Néanmoins, une fois rapportée au PIB, la dépense publique engagée pour la défense nationale est la plus élevée au Moyen-Orient et en Afrique du Nord avec 5,4 % du PIB en moyenne, dont 8,4 % pour l’Arabie Saoudite, selon les données de la Banque Mondiale.
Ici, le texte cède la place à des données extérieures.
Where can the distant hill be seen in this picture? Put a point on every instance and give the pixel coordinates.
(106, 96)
En comparaison, l’UE affiche une dépense de 1,6 % de son PIB en moyenne, contre 1,7 % pour la Chine et 3,7 % pour les États-Unis et 4,3 % pour la Russie.
Au sein de l’UE, seuls huit pays dépassent les 2 % théoriquement exigés par leur participation à l’OTAN : l’Estonie, la Lettonie, Lituanie (frontaliers de la Russie), Pologne et Roumanie, Croatie, Serbie et enfin la Grèce, qui est le pays allouant la plus grande proportion de son PIB à la défense (2,8 %) en Europe. Il convient toutefois de noter qu’à la suite de l’offensive russe en Ukraine commencée le 24 février dernier, l’Allemagne a amorcé un changement de politique important en matière de défense en annonçant un investissement de 100 Md€ dans ses armées ainsi que sa volonté de porter son budget annuel pour la défense à plus de 2 % de son PIB, contre environ 1,5 % actuellement.
Au delà de l’Union, le Royaume-Uni constitue une puissance militaire majeure en Europe : le pays a dépensé 60 Md$ pour sa défense en 2020 et est, avec la France, le seul État européen doté de l’arme nucléaire (hors Russie).
Mise en œuvre
La nouvelle loi de programmation militaire (LPM) pour 2026-2032 devra entériner la trajectoire voulue. Une loi de rectification de la LPM en cours pourrait être nécessaire afin de fixer une croissance adaptée pour 2024 et 2025, le texte actuel ne chiffrant cette dernière que jusqu’en 2023.